Are there any particular exhibitions or dates that you think are key next year?

Annually there are two particular shows that we always exhibit at. One is in May, and another is in September. At these exhibitions, we promote our newest upcoming products. Before these hobby shows used to be on a B2B level and limited to just distributors, so during those days we would showcase products that were coming out in the upcoming months. However, in recent times the trend has changed, and these hobby shows are not just limited to B2B. A lot of end users are now attending these shows to get a better understanding of what is going to hit the market in the next 6 months. It has become an opportunity for us to showcase products that are not necessarily next in line, but products that might even be a year out from release.


In 2005 you opened a factory in China. How do you ensure the level of quality produced in China matches the level of quality produced in Japan?

I think the factory grew from really ensuring that there was always solid technical training done by Japanese staff in the local facilities. Through this practice, we have been able to slowly transfer these precision skills to the staff at the Chinese factory. Nowadays factory workers are able to do the work without having constant onsite technical instructions, but I think through this process of technical instruction we have been able to ensure the quality matches that of Japan.

Unfortunately, however, the turnover rate in China is greater than in Japan and workers there will quit. This is a part of the business trend there and it does present somewhat of a challenge for us. Luckily in recent times, things have stabilized a little more, and I think this comes down to the recent changes in the approach to work in China and the rising income costs. Before when labor costs were lower there was a higher turnover rate and workers would switch jobs in pursuit of better salaries, but with salaries being much higher these days workers are more focused on sticking with a position and polishing their skills. This is creating a much more stable work environment in China.


Imagine that we came back on the very last day of your presidency and had this interview all over again.

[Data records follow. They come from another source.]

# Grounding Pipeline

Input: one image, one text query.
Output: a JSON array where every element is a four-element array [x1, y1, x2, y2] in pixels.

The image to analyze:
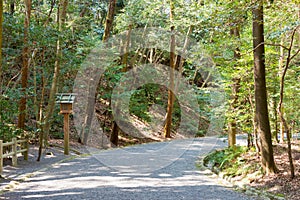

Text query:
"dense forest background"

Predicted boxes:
[[0, 0, 300, 177]]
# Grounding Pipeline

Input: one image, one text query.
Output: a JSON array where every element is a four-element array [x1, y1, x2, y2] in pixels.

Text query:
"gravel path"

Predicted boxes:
[[0, 138, 255, 200]]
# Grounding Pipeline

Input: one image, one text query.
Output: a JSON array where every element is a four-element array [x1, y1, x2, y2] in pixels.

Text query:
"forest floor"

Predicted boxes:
[[245, 140, 300, 200], [220, 140, 300, 200]]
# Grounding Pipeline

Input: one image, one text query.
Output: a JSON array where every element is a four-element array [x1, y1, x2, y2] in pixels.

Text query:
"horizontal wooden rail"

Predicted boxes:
[[0, 138, 29, 174]]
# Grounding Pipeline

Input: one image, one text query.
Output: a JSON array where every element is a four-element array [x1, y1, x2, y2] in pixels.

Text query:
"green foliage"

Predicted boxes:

What goals or dreams do you hope to achieve by the time you are ready to pass the baton to the next generation of Aoshima Bunka Kyozai executives?

Currently, I’m putting the most emphasis on enabling the youngest generation of children to have opportunities to come into contact with these plastic models. When the older generation that appreciates these models passes away, the future of these models depends on the engagement of the youngest generation.

10-20 years from now when I do pass the baton onto the next generation, I would like them to really move our company into the next level of plastic model kits, remaining a key part of entertainment and toys for the time. I think in the future it will be about how we can incorporate AI and take these plastic models into the metaverse or whatever the new hobby of the time is.